IATA on Wednesday announced full-year global passenger traffic results for 2020 showing that demand (revenue passenger kilometers or RPKs) fell by 65.9% compared to the full year of 2019, by far the sharpest traffic decline in aviation history.
On the other hand, demand for air cargo decreased by 10.6% in 2020, compared to 2019.
The decline in passenger and cargo flights demand is attributed to the COVID-19 pandemic which has had a devastating impact on many sectors globally.
For many months last year, airlines were forced to ground much of their fleets as countries shut down their borders in efforts to curb the spread of the virus.
The travel restrictions, added to curfews and lockdowns imposed to contain the virus hampered demand for both domestic and air travel.
According to IATA, African airlines’ traffic fell 69.8% last year compared to 2019, which was the best performance among regions. Capacity dropped 61.5%, and load factor sank 15.4 percentage points to 55.9%, lowest among regions.
Asia-Pacific airlines’ full-year traffic plunged 80.3% in 2020 compared to 2019, which was the deepest decline for any region.

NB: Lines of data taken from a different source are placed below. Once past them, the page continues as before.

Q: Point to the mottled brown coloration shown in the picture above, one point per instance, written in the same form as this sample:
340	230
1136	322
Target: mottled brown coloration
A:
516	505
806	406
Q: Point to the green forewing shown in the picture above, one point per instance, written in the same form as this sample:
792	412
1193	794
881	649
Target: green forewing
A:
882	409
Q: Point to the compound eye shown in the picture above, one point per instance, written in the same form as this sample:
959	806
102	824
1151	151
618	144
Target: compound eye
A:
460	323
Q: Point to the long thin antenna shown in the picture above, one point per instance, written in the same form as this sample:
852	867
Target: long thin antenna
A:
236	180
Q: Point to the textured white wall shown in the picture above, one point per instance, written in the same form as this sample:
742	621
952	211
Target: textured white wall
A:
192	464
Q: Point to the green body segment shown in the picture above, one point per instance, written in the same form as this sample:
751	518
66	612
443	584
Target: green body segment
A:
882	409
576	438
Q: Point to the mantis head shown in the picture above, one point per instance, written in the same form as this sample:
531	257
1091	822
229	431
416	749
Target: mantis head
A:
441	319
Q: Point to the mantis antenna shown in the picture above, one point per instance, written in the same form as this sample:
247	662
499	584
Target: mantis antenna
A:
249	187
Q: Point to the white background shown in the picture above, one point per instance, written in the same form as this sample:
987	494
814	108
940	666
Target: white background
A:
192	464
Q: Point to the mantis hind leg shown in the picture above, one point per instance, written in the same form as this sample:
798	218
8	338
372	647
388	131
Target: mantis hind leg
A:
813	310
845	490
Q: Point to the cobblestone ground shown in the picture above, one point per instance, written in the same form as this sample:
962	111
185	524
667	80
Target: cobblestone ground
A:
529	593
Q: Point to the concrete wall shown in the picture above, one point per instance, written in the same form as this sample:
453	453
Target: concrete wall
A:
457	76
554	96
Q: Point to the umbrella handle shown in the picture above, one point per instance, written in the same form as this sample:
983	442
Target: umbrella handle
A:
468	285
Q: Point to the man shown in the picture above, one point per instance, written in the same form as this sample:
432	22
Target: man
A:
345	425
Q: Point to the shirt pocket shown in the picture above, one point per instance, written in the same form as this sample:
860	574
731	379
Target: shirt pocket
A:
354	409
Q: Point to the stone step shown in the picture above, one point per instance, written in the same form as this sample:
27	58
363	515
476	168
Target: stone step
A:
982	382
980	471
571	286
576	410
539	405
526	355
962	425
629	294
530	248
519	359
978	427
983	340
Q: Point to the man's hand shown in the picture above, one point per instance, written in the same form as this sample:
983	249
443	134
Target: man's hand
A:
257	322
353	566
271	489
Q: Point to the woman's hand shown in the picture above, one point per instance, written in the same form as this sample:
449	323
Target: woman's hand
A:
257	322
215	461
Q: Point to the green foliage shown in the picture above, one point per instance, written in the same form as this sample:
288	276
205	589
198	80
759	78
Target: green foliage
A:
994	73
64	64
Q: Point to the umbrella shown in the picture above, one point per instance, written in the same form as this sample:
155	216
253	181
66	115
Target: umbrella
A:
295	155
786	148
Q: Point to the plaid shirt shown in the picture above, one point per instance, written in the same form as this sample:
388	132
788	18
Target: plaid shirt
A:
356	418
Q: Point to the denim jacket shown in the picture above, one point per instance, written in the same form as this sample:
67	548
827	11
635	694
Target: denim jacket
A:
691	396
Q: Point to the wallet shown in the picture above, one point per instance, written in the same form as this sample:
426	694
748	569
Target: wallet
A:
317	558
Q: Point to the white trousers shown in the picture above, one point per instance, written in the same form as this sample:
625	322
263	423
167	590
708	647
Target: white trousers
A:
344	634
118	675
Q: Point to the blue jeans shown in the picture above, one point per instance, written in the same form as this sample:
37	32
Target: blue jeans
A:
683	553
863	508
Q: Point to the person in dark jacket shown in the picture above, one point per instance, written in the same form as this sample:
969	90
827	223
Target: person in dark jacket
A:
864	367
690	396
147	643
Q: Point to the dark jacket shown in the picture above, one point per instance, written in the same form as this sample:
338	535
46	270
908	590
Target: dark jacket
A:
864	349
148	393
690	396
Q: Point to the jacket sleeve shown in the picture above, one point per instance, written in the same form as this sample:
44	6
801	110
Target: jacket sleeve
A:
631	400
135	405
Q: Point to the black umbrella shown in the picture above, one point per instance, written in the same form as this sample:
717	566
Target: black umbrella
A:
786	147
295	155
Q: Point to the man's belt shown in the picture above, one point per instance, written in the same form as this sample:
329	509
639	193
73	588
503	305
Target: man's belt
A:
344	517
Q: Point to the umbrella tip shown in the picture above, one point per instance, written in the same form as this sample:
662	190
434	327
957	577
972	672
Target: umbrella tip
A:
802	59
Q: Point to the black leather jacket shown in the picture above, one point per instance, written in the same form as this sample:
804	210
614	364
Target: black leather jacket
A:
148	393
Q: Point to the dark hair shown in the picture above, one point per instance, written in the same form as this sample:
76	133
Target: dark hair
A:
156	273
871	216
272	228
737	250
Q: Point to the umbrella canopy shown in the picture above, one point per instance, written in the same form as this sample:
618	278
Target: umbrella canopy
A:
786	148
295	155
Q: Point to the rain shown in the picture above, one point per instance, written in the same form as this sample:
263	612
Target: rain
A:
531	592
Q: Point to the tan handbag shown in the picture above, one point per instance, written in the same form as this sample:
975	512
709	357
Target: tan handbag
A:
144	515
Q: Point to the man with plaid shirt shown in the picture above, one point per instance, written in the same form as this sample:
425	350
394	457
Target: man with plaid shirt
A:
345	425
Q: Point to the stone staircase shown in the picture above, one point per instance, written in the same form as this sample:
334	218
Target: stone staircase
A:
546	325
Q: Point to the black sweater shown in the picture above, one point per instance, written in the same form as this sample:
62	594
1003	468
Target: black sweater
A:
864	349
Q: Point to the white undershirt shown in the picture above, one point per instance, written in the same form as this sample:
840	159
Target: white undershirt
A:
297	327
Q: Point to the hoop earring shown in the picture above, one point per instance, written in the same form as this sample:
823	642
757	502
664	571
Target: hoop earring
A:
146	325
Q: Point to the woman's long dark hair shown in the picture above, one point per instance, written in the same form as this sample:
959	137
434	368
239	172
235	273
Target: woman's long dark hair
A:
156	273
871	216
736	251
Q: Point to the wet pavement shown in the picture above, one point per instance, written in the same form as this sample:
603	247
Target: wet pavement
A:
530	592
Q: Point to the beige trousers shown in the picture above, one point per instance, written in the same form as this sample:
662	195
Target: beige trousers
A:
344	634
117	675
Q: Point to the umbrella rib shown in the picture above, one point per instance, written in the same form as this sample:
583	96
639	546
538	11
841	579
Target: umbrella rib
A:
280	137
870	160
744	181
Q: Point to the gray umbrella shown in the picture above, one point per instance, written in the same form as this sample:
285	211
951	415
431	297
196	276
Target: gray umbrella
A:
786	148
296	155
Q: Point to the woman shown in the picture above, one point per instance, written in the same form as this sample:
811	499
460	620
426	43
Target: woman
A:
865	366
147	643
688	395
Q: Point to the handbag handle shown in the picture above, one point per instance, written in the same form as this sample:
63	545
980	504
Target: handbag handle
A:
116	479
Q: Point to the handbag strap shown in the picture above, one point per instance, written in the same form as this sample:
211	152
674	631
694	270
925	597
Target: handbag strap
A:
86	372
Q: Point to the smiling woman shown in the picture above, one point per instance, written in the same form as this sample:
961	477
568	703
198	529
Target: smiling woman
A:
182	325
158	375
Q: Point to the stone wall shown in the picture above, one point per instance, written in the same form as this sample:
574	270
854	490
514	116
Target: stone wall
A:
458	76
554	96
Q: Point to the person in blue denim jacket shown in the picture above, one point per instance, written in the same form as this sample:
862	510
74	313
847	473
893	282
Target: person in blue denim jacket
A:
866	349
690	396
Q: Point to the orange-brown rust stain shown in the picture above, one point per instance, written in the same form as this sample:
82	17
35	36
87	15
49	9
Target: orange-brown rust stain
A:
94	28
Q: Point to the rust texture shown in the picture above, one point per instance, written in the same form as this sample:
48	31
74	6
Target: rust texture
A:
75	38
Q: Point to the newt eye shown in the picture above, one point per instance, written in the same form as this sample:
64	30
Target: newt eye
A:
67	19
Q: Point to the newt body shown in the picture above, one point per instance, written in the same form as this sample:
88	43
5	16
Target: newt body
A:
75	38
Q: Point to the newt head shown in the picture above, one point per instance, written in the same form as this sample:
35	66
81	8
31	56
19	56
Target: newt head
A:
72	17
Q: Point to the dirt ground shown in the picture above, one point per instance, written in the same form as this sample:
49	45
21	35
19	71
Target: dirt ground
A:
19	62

“Last year was a catastrophe. There is no other way to describe it. What recovery there was over the Northern hemisphere summer season stalled in autumn and the situation turned dramatically worse over the year-end holiday season, as more severe travel restrictions were imposed in the face of new outbreaks and new strains of COVID-19.” said Alexandre de Juniac, IATA’s Director General and CEO.
As airlines were starting to recover from the hit with the gradual lifting of travel restrictions, came the new strains of coronavirus which have prompted some countries to re-impose travel restrictions.
“Optimism that the arrival and initial distribution of vaccines would lead to a prompt and orderly restoration in global air travel have been dashed in the face of new outbreaks and new mutations of the disease. The world is more locked down today than at virtually any point in the past 12 months and passengers face a bewildering array of rapidly changing and globally uncoordinated travel restrictions,” said de Juniac.
He urged governments to work with the aviation industry to develop the standards for vaccination, testing, and validation that will enable them to have confidence that borders can reopen and international air travel can resume.